こじらせ女子の映画好きには理由がある。
人生を前向きに生きられそうな本や映画を定期的に読んでいる。
これからどうやって生きようかと考えたとき、どうしようもなく不安で何か肯定的な考えを取り入れたいとき。
世の中に素晴らしい本や映画はたくさんある。
見てる間、読んでる間は勇気が出て、なんでも出来る気持ちになってる。
素晴らしいアイデアを得て自分もそうした人間になれる気がしてしまう。
外国映画など見ると、美しく精神的にも素晴らしい女性の主人公に自分を重ね合わせたり…
その後、自分の人生が変わった試しはないのだけどもね。
それはそうで、自分の行動を変えずに過大なイメージだけ膨らませているだけだから。
質のよいものに触れて、チリも積もれば山となるように少しは何かいい影響はあると思うけど、私の場合は本や映画の世界に逃げて実際に自分で行動するのを避けているのね。
自分の世界で陶酔してるだけだった。
これが排他的で自己中心的な世界なのよね。
より良いものを取り入れたら素晴らしい自分になれるみたいな幻想が私の中にあった。
そういう自分を意識するようになって、映画も本もほどほどにするようになった。
昨日『アリスのままで』という映画を見た。
映画を見るのは久しぶり、寝る前になんとなくAmazonプライムをのぞいていたら懐かしい映画を見つけたので眠くなるまで見ようと思った。
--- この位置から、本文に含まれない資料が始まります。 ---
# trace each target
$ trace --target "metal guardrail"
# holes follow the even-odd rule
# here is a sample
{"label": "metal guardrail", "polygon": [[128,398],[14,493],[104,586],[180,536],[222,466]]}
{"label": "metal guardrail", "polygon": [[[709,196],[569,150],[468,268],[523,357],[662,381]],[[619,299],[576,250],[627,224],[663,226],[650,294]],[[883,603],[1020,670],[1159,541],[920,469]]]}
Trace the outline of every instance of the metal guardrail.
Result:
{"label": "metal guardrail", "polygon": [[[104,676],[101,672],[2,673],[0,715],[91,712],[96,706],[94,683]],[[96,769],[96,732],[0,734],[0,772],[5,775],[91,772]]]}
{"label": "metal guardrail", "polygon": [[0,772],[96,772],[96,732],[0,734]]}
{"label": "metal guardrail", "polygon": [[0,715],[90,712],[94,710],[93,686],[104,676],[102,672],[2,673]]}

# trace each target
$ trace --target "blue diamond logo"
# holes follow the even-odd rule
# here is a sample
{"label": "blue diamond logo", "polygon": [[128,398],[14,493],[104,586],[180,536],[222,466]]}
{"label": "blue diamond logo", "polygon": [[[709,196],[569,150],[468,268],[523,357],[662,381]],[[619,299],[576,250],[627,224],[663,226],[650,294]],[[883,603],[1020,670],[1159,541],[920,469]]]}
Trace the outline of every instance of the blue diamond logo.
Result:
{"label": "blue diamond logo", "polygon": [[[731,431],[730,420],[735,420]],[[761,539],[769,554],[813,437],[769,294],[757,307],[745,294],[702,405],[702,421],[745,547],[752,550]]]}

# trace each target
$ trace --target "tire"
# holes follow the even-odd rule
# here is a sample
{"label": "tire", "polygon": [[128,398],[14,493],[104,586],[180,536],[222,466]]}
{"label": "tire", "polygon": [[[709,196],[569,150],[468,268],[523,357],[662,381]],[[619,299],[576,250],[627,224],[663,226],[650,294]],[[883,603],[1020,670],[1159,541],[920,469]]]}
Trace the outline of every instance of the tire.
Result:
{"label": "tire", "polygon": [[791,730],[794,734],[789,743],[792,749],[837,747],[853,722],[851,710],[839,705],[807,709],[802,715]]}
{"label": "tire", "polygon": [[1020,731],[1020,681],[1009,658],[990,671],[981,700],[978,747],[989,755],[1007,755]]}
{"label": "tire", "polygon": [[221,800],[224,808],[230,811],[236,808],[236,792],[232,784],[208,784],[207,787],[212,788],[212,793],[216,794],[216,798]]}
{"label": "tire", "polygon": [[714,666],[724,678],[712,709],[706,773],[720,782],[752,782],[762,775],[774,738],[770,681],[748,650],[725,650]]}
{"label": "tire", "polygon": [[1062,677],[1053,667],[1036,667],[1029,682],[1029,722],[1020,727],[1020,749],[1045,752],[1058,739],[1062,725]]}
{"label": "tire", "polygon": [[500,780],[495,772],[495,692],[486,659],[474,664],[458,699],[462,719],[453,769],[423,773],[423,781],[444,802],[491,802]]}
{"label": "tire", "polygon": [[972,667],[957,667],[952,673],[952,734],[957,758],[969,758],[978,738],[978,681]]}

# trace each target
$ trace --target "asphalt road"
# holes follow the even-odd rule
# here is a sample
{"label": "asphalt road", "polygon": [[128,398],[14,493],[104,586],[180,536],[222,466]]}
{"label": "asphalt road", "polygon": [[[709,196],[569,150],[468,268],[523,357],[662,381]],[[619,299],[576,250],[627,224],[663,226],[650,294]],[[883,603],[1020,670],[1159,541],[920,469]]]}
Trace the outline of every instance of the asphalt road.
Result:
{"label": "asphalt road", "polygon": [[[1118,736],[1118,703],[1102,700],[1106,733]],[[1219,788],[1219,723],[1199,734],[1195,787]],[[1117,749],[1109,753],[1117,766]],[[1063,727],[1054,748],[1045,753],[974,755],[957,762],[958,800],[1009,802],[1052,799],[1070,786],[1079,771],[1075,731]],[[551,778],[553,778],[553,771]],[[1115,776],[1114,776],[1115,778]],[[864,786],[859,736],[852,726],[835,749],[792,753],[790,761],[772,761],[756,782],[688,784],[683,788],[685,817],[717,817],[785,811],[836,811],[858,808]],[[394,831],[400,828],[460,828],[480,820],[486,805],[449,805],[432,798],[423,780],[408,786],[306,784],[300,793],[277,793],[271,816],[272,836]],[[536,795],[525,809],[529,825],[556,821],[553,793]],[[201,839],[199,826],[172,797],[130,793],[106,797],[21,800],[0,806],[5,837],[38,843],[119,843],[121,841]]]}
見るのは4回目ぐらいだし、印象に残るシーンだけ飛ばしてみようと思ったのよね。
そしたら目を奪われてしまって…
若年性アルツハイマーの症状から徐々に認知機能が下がり、かつての自分を失っていく主人公と家族の様子を映した映画なのね。
スピーチのシーンもすごく感動的なんだけど
ラストシーンで娘が主人公に、詩を読んで聞かせるんだけどこれがグッとくるのよ。
症状が進んで虚ろ状態で理解できているのかわからない母親。
「ママ…これは何についての詩だった?」
ようやく絞り出した言葉が「愛について…」ってね、泣かせないでよね。
人生って悲しいね。
でも、それでも生きていきたいなぁって感じた自分には少し驚いた。
私の人生はしょうもないし、長生きなんてしたくないと思ってたけど人間変わるもので。
少なくとも、同じ映画を見ることで自分の変化はわかるみたい。